Su espada se movió más rápido que sus palabras. Antes de que alguien pudiera reaccionar, el brazo de uno de los hombres que sostenía a Miquella fue cercenado. En un movimiento aún más veloz, la espada bastarda atravesó el torso desnudo del otro captor.

"¡¡¡CÓMO SE ATREVEN A TOCARLO!!!" bramó, pateando con su bota de metal al hombre que gritaba por la pérdida de su brazo. Su voz era pura ira desatada. "¡¡¡MORID!!!"

Con una rabia feroz, la caballero se lanzó al combate contra el resto de los hombres, que apenas tuvieron tiempo de sacar sus armas para defenderse. Armados con dagas y hachas, intentaron resistir, pero el miedo se reflejaba en sus ojos.

La figura frente a ellos emanaba un aura asesina y majestuosa. No era un guerrero común. Era un azote implacable.

El caballero se movía con una ligereza imposible para alguien con armadura. Blandía su espada como si no tuviera peso, dibujando arcos letales que cortaban y perforaban carne con aterradora precisión. La muerte danzaba con él en un torbellino de sangre y gritos agonizantes.

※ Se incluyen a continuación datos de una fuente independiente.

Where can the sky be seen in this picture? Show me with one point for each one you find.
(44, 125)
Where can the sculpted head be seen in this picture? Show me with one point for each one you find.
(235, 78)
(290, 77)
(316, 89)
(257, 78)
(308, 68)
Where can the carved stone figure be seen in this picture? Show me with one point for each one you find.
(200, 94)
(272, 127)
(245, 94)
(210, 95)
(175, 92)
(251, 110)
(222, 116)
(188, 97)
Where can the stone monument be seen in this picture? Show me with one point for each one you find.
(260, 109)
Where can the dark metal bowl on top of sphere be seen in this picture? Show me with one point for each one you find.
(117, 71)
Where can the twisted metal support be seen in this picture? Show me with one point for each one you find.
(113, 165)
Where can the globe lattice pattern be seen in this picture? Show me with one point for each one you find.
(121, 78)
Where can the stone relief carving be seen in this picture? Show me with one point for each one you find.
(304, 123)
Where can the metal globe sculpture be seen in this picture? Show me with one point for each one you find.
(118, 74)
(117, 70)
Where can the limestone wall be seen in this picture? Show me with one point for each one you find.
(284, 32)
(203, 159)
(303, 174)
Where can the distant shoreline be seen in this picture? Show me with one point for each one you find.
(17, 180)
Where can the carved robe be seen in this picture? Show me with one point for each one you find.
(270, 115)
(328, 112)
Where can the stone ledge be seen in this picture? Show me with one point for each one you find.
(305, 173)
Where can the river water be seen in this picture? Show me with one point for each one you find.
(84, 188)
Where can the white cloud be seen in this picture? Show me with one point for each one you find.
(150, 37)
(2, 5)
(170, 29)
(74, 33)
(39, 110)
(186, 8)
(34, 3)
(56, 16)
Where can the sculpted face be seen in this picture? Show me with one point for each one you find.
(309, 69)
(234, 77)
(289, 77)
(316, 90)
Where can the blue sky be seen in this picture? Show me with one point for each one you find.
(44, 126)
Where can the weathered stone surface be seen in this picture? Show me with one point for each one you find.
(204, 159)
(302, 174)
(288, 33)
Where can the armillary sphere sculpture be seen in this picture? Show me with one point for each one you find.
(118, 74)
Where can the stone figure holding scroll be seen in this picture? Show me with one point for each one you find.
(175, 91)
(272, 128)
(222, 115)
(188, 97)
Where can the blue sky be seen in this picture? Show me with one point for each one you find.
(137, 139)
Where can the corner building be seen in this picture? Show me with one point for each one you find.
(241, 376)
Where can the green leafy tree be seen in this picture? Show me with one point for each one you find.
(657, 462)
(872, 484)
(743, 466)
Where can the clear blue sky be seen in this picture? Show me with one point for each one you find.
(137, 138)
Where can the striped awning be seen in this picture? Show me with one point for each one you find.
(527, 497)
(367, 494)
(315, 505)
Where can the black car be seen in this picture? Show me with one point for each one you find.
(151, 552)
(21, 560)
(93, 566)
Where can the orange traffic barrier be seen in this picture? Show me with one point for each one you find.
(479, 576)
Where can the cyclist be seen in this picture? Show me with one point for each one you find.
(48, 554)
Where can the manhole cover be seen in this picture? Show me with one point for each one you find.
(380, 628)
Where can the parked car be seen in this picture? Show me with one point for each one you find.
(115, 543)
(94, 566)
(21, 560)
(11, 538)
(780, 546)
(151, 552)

El sonido del metal desgarrando la carne se prolongó, implacable, pero duró tan poco que Miquella seguía arrodillado en el suelo cuando todo terminó.

Desvió la mirada hacia el caballero que lo había salvado. Reconoció sus ropas al instante.

Pero el guerrero no se veía bien.

Acababa de extraer su espada del último sobreviviente, que yacía agonizante en el suelo. Sin embargo, su postura se tambaleó peligrosamente. A pesar del casco que cubría su rostro, su respiración entrecortada era evidente.

Dio un par de pasos vacilantes antes de desplomarse en el suelo, sin fuerzas.